I'm well aware. I was programming the Intel SCC back when that was new. My point is that you have all those neat interconnects, and then when you need actual usable performance you buy a cluster of Xeons.
I haven't touched SCC, but I've had the, erm, pleasure to work with KNC, which has a ring bus, and is a material proof why that tech is bad choice for large-scale SMP. I'm eager to see what mesh they came up with for the KNL.
As re the cluster of xeons - I beg to disagree with that generalization : )
I would be willing to wager good money that this is all about yields. Basically, if your interconnect topology is of dimension greater than one, it's impossible to disable a single core in a way which leaves the chip topologically consistent (i.e. in a way which is invisible to software). A ring is a 1-dimensional torus, which makes it the lowest-latency topology where cores can be disabled individually to improve yields. If you go up to a 2-dimensional topology, say a simple 2D mesh (e.g. Epiphany) or a 2D torus (e.g. KNL) then you have to disable a full row or column of cores when a single core fails, and likely both a row and a column if two cores fail.
When you're producing large dies on immature low-yield processes, like Intel do with their big Xeons, maximising the number of usable dies per wafer, and maximising the value of those dies, is probably going to be more important than implementing the most efficient interconnect. To take a simple example, consider a 16-core Xeon die implemented either with a ring bus or a 2D torus. With a single faulty core, they can sell the ring-bus version as a 15-core chip, and the 2D torus version as a 12-core chip. With two faults, that reduces to 14-core and 9-core respectively. Three faults, 13-core and 6-core, etc. Intel can make more money selling higher core-count chips with less efficient interconnects than vice versa, so that's what they'll do.
Xeon Phi is different, both because the large number of cores make the interconnect bottleneck bigger, and because the large number of cores make the cost of disabling a full row or column proportionally lower (as it's the square root of the number of nodes). With Knights Landing they're going with a 6x6 torus of paired cores for 72 cores total on the full chip. I don't think they've talked about a binned version, but when they do I'm guessing it's going to have one row and one column disabled for 50 usable cores, allowing them to sell dies with two faulty nodes (or more if they're lucky with their relative positions).

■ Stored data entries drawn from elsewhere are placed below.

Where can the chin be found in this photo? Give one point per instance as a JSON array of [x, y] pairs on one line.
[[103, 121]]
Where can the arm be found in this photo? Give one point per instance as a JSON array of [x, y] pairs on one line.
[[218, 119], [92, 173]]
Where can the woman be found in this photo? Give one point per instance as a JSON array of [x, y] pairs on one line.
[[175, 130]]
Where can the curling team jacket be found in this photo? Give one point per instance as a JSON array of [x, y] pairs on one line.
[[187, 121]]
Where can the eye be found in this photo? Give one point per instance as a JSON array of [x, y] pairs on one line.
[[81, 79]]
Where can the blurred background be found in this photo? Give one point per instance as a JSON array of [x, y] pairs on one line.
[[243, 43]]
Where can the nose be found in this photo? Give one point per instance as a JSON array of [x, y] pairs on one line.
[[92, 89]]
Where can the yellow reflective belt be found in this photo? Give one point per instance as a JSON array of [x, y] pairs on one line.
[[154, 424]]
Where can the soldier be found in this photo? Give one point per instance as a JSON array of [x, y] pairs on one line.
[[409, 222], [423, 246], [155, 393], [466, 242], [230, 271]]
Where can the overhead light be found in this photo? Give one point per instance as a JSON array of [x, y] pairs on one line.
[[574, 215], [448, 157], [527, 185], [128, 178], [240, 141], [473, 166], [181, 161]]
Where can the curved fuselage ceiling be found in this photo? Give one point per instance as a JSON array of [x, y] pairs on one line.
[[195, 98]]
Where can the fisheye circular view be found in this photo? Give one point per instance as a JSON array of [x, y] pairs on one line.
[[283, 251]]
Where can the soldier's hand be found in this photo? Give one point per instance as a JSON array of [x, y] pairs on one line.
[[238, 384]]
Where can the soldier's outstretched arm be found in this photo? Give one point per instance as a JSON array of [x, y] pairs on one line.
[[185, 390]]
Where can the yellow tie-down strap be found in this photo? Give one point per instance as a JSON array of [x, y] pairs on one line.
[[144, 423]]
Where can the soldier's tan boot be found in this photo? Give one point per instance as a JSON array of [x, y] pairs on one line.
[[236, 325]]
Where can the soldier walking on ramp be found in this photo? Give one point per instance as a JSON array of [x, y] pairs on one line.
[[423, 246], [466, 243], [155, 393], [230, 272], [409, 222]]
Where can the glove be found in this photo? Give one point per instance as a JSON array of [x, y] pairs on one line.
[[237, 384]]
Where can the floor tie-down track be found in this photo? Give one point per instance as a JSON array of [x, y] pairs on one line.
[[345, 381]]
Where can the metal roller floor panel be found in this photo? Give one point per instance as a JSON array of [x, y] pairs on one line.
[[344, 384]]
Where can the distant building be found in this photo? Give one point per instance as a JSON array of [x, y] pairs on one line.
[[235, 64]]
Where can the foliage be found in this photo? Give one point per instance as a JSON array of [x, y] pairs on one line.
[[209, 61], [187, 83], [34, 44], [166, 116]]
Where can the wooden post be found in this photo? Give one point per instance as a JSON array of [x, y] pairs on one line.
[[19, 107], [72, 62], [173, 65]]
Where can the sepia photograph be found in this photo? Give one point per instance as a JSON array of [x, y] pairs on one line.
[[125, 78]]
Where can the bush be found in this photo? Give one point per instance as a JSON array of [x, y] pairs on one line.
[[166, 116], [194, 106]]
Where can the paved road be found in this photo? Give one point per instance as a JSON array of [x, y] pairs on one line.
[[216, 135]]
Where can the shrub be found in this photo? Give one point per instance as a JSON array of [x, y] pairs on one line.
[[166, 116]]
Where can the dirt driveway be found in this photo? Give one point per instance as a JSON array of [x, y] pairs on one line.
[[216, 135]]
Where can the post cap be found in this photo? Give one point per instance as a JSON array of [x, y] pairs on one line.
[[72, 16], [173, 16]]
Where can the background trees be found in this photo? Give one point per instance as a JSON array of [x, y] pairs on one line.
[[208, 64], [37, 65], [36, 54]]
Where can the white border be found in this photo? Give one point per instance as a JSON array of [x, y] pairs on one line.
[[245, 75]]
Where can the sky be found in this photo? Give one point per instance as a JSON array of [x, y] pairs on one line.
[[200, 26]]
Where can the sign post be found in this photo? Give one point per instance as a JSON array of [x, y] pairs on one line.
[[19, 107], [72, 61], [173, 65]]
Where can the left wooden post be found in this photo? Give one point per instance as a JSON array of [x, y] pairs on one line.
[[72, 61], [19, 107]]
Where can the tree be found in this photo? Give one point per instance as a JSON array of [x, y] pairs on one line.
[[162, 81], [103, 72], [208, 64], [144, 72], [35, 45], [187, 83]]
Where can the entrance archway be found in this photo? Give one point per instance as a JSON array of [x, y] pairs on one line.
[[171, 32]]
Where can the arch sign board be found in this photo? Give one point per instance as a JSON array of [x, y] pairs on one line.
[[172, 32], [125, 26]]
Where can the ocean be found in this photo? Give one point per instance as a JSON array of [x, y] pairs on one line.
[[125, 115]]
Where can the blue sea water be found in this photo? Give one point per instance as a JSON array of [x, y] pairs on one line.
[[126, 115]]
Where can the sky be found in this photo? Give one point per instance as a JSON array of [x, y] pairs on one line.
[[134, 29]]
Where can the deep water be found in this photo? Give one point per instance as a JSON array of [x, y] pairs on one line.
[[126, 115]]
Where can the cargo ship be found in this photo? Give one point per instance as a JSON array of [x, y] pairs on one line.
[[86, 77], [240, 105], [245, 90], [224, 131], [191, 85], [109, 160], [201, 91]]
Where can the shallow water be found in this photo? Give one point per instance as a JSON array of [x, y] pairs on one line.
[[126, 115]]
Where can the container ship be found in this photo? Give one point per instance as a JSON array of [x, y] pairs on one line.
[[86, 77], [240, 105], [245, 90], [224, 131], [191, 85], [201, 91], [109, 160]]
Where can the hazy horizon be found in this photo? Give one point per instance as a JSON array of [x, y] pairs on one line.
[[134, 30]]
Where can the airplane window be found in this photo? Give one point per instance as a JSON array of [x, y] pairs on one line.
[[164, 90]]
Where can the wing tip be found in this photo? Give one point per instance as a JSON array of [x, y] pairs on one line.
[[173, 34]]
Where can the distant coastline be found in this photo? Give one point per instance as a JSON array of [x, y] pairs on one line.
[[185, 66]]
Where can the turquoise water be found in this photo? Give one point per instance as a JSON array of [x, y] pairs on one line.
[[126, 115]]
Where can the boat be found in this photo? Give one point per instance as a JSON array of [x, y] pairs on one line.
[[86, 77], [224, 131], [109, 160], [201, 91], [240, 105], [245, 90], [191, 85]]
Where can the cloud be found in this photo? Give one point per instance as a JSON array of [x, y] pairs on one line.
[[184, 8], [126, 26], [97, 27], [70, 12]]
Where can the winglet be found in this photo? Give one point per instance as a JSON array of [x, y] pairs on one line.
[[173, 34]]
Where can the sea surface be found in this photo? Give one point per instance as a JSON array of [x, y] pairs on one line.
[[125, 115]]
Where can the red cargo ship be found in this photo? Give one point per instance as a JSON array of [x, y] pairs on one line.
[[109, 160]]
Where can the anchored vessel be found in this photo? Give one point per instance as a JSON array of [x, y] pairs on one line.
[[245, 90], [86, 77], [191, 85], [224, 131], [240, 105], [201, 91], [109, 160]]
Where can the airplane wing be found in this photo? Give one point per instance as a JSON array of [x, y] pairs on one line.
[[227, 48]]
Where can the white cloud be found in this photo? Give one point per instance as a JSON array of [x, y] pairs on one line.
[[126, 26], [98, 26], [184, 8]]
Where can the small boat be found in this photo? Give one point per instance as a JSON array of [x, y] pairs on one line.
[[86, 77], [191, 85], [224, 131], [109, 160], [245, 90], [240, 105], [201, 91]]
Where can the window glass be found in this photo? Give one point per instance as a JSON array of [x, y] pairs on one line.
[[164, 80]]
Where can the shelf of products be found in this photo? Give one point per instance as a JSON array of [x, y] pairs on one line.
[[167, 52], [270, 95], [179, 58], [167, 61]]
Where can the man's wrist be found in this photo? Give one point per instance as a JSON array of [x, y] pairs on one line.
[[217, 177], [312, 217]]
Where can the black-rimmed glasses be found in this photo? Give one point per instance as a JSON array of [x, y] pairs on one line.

The move to a more yield-sensitive topology may well partly explain why we're seeing KNL arrive so late. The 22nm KNC was fully available only around 6 months after the first 22nm Ivy Bridge CPUs, yet we're now around a year and a half after the first 14nm Broadwell chips, and we've only just seen the availability of KNL-based development systems start to trickle out. Of course, Intel's general yield issues on 14nm certainly won't be helping.